Поднялись далеко до свету – в шесть часов[21]. Монах над книгой бормотал, крестился, капая воском на пол и на страницы книги. Матка с ним тоже и Сеньку заставила ползать перед образом. Потом, постукав лбами о пол, все еще крестясь, сели за стол, ели не пряженную, холодную баранину с чесноком и пиво допивали. Тать сказал:
– Служить тяжко! В караулах не ворохнись, головы сыскивают строго. Ладно большим служилым, а малой стрелец хоть в землю копайся.
Монах ответил, щурясь на татя:
– Бывает, паси, богородице, – я лгу! И ты лги, хозяин! – Пошто, отец, я лгу?
– Да вам ли не жить? От государя подъемные емлете, тяготы податные, пашенные вас не давят…
– Оно, конешно, Анкудим, податей мы не платим, зато с нашей торговли, альбо ремесла побор… Ну, выпьем да о бунтах посудим.
Петруха, из-за стола вставая, сказал:
– Мамо! Прибери-ка со стола хмельное, а то батька зачнет брусить, в железы ковать придут – ты, отец, прости, правду я молыл!
– Ой, молодший, пошто так? Паси, богородице.
Мать убрала со стола пивной жбан, куски и кости… Отец с братом ушли. Мать заставила Сеньку еще раз молиться, а потом он уловил во дворе большого гуся, посадил его в пазуху, пошел к мастеру. Гуся снести в поминки мастеру Сеньке приказала мать.
Гусь у Сеньки за пазухой топырился, шипел, норовил вырваться. Сенька его уминал глубже, но гусь вываливал из-за пазухи шею и голову.
– Навязала матка, экое наказанье! – ворчал Сенька, пихая в пазуху гуся, а когда он, не доходя Варварского крестца, остановясь, завозился с птицей, кто-то сунул ему палку меж ног, Сенька упал.
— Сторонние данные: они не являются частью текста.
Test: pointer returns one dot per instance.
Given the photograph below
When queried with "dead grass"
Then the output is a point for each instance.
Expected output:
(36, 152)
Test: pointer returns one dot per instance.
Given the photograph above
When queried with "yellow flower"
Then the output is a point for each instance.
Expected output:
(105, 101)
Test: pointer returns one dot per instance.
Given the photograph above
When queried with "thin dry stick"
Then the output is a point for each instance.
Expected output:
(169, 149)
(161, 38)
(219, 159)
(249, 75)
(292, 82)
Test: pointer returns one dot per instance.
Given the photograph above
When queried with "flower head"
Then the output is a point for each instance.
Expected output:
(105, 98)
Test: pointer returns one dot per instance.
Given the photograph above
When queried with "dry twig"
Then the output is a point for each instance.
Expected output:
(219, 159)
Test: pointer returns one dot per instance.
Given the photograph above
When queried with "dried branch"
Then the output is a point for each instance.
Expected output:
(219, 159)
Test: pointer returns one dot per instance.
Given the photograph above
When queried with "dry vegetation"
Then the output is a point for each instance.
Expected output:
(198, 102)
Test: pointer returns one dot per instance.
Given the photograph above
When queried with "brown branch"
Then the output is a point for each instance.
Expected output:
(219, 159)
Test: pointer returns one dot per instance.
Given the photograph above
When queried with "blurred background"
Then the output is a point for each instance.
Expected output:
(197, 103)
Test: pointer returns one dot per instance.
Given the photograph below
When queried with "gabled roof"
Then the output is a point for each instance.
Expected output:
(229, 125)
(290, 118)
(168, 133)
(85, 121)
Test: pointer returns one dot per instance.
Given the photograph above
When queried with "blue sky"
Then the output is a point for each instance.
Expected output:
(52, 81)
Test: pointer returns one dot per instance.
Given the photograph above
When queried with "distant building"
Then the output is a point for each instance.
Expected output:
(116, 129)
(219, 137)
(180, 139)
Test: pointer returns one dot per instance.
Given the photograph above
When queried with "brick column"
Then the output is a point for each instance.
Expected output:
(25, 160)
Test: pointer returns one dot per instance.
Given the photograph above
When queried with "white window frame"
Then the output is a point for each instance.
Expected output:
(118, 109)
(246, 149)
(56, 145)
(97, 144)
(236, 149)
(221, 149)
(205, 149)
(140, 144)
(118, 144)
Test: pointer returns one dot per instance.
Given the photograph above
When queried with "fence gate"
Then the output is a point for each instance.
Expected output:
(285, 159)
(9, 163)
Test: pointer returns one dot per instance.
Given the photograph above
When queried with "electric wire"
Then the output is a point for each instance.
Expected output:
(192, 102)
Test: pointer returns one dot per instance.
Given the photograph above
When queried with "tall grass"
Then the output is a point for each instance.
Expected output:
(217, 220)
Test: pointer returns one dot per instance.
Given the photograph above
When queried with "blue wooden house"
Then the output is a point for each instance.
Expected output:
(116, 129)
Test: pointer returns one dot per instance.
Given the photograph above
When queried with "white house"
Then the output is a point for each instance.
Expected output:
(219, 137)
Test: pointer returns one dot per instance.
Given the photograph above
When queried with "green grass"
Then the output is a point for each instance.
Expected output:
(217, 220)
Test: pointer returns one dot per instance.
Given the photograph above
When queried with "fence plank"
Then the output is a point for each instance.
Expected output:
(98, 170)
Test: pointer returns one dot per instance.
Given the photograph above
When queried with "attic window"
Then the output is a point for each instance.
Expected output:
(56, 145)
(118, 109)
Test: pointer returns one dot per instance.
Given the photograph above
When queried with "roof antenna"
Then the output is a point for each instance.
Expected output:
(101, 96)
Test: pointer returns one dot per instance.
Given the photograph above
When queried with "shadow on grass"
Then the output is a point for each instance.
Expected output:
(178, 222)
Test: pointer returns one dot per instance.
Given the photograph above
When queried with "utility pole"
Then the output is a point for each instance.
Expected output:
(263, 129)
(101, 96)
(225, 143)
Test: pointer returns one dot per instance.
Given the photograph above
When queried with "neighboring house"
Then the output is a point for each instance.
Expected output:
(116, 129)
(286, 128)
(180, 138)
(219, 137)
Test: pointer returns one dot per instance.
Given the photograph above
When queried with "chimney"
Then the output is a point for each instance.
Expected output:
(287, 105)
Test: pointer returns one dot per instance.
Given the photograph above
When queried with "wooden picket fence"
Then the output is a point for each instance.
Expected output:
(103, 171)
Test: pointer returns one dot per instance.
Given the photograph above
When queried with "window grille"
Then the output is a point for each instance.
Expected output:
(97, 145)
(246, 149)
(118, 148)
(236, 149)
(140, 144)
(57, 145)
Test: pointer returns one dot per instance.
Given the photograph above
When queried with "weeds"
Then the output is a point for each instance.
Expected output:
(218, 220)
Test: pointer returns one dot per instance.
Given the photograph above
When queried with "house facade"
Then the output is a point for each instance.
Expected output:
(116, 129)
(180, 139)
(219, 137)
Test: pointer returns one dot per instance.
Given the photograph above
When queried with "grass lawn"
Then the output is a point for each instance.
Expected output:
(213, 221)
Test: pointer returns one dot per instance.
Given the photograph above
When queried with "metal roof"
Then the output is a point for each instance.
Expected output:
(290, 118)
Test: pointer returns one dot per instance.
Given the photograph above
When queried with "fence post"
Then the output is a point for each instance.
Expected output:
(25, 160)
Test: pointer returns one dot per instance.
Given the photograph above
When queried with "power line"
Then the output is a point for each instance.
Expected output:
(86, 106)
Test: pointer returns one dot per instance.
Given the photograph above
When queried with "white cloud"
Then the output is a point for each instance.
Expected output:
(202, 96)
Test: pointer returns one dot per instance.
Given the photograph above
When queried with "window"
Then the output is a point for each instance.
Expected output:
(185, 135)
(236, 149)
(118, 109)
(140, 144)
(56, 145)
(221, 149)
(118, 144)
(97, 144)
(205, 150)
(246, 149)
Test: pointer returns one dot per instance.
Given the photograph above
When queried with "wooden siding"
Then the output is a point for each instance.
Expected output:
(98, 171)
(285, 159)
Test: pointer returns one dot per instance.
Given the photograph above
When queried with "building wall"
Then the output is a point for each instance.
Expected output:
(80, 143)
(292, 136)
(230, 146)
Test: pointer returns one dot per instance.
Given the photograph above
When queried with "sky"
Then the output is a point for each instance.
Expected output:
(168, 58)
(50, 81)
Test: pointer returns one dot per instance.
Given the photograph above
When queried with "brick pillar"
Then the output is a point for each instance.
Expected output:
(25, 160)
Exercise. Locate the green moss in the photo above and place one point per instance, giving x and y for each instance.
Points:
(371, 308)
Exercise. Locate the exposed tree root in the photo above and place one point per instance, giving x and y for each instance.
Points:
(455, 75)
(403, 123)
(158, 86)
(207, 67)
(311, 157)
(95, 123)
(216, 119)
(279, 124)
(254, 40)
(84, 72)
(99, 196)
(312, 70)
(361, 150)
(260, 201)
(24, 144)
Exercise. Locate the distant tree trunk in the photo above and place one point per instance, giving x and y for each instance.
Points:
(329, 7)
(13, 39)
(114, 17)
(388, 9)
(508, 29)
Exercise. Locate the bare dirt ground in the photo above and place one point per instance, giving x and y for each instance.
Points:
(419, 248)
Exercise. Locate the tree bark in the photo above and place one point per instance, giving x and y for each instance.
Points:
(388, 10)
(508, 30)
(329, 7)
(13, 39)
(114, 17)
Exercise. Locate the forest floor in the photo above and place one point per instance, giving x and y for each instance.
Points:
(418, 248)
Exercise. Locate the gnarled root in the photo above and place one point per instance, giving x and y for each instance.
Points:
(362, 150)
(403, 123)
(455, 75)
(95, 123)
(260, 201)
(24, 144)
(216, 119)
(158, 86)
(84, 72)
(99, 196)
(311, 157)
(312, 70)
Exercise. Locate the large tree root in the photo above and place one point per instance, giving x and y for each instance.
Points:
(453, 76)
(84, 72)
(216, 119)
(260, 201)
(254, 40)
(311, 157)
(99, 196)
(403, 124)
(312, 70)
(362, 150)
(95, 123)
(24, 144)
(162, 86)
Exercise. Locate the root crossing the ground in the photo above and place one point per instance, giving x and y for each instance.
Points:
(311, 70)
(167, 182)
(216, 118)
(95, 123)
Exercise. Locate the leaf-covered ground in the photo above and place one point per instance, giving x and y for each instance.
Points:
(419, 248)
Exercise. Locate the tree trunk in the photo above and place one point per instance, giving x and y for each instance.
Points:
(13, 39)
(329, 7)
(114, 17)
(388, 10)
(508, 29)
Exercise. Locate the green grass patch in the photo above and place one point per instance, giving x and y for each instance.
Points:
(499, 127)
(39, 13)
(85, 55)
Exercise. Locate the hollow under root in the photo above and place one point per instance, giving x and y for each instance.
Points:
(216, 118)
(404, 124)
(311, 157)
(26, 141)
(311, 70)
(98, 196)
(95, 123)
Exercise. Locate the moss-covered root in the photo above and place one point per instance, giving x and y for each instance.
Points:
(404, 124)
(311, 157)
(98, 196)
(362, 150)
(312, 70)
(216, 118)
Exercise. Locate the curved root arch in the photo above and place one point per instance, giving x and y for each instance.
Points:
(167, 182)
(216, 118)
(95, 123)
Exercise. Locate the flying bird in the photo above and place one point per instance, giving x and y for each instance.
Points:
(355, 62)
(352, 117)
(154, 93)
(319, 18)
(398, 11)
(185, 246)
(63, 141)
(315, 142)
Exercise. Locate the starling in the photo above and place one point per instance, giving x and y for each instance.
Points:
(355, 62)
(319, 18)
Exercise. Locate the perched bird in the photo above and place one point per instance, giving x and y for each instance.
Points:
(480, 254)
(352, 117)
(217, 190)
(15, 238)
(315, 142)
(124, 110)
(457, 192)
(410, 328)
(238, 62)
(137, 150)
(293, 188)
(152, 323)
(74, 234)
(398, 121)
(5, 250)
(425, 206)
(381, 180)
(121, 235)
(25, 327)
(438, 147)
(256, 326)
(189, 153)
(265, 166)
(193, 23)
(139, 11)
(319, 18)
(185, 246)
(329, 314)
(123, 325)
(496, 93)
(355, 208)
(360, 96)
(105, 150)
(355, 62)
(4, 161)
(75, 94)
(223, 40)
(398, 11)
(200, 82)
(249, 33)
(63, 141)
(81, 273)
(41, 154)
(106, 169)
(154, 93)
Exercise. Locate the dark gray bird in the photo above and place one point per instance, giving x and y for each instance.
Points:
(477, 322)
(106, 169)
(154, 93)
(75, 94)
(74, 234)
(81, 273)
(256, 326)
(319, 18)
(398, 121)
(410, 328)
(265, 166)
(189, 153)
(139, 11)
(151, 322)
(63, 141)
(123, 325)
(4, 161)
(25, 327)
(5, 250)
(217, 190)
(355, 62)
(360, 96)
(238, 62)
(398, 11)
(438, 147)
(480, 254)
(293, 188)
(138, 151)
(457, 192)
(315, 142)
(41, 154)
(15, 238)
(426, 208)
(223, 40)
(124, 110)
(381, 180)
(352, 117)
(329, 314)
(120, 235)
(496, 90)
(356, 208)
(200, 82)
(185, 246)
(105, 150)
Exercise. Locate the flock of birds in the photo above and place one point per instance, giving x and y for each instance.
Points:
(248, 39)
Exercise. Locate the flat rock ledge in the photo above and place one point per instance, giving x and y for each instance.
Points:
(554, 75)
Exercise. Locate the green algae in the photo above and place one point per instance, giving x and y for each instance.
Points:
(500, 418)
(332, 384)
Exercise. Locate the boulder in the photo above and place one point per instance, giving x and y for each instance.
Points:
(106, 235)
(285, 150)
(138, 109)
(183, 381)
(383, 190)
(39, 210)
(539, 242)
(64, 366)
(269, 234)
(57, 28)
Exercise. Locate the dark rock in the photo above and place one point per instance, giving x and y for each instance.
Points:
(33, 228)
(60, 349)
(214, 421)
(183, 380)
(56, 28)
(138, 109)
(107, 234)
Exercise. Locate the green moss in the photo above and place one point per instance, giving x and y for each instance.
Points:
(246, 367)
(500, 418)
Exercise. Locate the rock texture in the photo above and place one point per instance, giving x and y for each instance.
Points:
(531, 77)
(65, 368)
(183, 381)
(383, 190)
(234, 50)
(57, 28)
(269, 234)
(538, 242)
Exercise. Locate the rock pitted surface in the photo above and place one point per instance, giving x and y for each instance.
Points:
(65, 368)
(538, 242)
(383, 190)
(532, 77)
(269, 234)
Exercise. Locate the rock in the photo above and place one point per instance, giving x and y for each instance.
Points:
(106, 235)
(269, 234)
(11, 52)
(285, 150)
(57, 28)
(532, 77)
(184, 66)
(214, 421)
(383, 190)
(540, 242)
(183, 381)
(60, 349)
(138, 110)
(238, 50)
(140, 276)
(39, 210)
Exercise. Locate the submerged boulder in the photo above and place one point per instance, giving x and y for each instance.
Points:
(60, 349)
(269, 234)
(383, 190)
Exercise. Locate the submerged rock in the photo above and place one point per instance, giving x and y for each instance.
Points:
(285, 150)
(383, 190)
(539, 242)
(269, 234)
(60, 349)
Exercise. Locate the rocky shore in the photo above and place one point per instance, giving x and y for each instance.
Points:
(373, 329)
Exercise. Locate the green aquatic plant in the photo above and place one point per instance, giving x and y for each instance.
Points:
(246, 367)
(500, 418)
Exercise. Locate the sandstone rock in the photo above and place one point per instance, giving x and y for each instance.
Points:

И мигом по стуку каблуков узнал ребят, тех, что с боем часто наскакивали. Его, упавшего, к земле пригнести не успели. Сенька вскочил на ноги. Парней было семеро, он сказал им:
– Слышьте, парни! Кой от вас наскочит, буду бить смертно. Парни свистели, махали кулаками, а один размахивал батогом.
– Гришка, бей! Нынче замоскворецкой не уйдет.
Ознакомительная версия.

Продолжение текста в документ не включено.